RAJEing since 2007
Misha's journey began when his family
immigrated to the United States from Ukraine in
1995. He was thirteen at the time, a challenging
age to make a major life transition. Although "I
knew that I was Jewish, and I was never against
Judaism, I was just too busy to learn anything about it."His childhood
experiences led him to believe that "Jew" is "a word that is not to be
said in public," and that being Jewish was "no more than a reason why
one gets into fights at school."
It wasn't until many years later that Misha had the opportunity to develop
a deeper understanding of his Jewish identity. After completing public
school, graduating from university and working for a few years in the
financial sector, "it was my good fortune to be introduced to RAJE."
He jokes, "I heard there were a lot of single girls at RAJE and a lot
of free food." He found "a path to the deep and the real learning of
what Judaism has to offer," thanks to "the momentous efforts of the
Rabbis and the staff involved with RAJE. There was never a shortage
of engaging and meaningful opportunities."

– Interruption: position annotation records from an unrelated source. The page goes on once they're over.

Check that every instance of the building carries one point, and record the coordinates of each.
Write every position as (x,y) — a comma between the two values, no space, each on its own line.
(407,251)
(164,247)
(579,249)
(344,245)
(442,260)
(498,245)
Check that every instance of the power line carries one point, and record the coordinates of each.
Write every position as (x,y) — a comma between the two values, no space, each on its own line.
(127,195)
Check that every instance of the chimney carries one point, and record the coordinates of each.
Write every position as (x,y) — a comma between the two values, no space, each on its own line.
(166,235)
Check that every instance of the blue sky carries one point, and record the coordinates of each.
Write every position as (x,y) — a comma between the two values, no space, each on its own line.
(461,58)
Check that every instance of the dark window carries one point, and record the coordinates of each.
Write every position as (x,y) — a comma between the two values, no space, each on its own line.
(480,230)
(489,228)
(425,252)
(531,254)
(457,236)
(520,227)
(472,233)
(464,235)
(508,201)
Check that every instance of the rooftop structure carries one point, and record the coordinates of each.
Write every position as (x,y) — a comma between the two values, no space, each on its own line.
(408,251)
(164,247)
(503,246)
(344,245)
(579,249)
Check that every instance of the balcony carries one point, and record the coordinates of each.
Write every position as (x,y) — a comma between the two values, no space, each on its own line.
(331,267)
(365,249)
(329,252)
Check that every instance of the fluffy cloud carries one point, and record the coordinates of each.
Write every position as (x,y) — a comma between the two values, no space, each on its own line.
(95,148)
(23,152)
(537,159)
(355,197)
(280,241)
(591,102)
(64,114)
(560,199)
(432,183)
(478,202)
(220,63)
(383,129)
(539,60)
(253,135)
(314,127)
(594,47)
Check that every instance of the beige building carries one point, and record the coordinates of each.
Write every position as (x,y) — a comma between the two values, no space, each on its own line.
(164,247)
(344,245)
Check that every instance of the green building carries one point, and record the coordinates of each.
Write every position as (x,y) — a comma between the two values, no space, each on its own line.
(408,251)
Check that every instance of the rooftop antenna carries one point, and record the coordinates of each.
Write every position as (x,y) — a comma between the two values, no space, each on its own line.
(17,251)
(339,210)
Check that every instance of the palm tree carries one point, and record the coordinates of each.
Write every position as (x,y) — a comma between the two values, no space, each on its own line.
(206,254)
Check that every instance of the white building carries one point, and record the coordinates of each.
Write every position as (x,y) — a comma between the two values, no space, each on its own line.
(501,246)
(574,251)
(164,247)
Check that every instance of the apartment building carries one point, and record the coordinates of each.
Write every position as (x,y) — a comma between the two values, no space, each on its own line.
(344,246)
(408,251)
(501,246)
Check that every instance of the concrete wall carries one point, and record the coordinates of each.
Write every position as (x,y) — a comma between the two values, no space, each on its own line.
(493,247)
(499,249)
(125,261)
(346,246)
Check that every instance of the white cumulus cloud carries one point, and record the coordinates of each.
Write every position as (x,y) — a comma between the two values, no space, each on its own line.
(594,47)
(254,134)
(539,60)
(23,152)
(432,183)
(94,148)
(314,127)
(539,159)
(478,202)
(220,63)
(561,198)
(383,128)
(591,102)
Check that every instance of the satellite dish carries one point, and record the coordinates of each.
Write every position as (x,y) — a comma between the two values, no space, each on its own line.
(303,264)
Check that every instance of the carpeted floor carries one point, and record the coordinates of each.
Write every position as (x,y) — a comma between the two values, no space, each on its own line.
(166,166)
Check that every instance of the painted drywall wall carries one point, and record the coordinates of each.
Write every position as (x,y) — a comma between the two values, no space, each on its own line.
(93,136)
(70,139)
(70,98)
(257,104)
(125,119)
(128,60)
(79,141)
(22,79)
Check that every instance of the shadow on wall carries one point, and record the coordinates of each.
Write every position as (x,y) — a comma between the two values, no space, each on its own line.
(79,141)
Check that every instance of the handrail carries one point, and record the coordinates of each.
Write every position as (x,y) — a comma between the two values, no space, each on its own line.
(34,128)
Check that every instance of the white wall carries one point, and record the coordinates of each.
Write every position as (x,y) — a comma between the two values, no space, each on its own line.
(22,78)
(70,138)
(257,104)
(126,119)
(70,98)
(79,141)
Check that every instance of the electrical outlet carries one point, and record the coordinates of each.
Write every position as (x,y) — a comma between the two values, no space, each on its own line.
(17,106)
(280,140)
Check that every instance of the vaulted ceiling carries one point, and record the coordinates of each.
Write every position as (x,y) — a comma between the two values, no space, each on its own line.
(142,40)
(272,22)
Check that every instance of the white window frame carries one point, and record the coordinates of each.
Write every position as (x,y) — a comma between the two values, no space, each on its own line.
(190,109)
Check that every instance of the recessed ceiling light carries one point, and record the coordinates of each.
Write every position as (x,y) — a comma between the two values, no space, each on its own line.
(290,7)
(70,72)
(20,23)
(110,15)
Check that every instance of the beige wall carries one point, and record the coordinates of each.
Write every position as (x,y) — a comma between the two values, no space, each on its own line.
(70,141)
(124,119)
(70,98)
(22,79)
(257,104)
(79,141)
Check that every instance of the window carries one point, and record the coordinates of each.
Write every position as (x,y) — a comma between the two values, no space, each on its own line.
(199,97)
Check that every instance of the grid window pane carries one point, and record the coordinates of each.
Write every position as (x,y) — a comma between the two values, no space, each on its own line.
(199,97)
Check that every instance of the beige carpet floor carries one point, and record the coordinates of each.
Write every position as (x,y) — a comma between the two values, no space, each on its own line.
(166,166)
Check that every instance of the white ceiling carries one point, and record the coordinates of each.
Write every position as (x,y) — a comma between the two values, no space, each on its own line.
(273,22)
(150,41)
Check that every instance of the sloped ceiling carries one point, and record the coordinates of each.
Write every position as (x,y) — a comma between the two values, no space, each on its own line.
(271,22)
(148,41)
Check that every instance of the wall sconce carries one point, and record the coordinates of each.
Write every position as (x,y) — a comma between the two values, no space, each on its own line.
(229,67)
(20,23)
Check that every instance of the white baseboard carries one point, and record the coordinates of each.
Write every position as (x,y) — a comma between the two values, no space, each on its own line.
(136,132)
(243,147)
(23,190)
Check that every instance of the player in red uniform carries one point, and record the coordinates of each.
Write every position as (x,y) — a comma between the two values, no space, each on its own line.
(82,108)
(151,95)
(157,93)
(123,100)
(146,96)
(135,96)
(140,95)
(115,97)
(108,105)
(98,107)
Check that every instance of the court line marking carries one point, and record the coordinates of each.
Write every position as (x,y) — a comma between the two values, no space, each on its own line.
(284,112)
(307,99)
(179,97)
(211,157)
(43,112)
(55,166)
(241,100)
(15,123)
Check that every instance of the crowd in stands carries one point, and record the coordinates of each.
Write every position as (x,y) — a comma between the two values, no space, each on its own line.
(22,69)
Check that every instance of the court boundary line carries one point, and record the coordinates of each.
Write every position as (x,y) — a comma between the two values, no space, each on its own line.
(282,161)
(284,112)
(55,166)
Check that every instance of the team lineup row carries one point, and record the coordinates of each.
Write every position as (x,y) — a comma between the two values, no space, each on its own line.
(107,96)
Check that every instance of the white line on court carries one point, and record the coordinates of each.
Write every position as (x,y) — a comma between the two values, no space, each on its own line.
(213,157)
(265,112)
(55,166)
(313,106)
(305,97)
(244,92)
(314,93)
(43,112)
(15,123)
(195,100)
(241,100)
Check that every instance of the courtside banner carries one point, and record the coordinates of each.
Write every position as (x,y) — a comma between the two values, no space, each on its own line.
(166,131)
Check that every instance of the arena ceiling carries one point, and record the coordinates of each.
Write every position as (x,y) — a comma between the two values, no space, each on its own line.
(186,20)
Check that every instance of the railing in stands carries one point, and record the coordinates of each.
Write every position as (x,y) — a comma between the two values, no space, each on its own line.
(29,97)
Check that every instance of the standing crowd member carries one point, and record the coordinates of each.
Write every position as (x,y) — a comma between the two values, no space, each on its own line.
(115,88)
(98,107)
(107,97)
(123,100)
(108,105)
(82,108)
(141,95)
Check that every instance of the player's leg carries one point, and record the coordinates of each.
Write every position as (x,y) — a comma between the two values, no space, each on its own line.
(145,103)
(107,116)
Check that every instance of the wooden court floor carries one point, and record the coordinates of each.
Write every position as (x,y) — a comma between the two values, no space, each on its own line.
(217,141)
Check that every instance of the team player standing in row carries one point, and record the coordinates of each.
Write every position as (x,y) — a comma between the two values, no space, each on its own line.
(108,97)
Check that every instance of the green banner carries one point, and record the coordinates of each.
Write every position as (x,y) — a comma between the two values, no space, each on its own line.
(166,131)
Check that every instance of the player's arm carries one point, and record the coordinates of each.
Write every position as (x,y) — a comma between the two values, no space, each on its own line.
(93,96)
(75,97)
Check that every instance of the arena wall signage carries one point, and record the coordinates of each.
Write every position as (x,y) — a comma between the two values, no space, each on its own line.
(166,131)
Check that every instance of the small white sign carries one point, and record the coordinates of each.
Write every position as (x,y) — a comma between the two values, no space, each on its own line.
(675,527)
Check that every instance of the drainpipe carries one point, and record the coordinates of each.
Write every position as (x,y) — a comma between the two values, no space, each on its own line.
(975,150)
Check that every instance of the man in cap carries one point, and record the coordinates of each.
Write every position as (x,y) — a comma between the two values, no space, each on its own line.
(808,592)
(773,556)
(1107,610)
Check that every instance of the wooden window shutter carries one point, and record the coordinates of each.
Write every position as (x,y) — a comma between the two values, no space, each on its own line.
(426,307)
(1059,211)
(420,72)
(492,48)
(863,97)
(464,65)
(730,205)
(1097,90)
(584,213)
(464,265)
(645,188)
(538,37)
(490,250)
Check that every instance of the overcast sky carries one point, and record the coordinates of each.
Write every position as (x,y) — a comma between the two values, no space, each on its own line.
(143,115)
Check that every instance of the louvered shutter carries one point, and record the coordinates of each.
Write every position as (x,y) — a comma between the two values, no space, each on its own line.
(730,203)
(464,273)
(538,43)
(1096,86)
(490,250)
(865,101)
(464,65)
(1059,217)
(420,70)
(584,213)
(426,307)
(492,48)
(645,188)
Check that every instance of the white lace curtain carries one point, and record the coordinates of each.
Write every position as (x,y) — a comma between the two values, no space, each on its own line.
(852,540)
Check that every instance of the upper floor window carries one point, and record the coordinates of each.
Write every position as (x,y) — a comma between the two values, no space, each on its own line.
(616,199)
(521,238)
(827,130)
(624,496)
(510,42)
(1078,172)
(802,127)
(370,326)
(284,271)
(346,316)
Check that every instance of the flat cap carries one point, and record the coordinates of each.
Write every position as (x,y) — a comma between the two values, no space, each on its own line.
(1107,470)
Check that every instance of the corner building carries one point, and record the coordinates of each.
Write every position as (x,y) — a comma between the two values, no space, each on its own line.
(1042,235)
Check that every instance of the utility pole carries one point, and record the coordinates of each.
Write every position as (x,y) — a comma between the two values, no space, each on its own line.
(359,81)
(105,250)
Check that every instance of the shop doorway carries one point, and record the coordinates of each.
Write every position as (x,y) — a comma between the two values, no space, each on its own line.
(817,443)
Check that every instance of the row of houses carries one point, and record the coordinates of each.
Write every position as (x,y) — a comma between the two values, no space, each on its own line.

After the Leadership program, he completed the second-level Action
program. His experience in the Brighton Beach center and on his trips
to Israel inspired him to give back to the Russian-American Jewish
community. He contributed at a convention for young Jewish leaders
in New Orleans, and with the help of fellow RAJErs has organized a
networking event to help young Russian-Jewish professionals make
new connections and potentially find new job opportunities. Misha
came to RAJE looking for a Russian-Jewish social life. But on reflection,
he says he found "a whole different kind of socializing."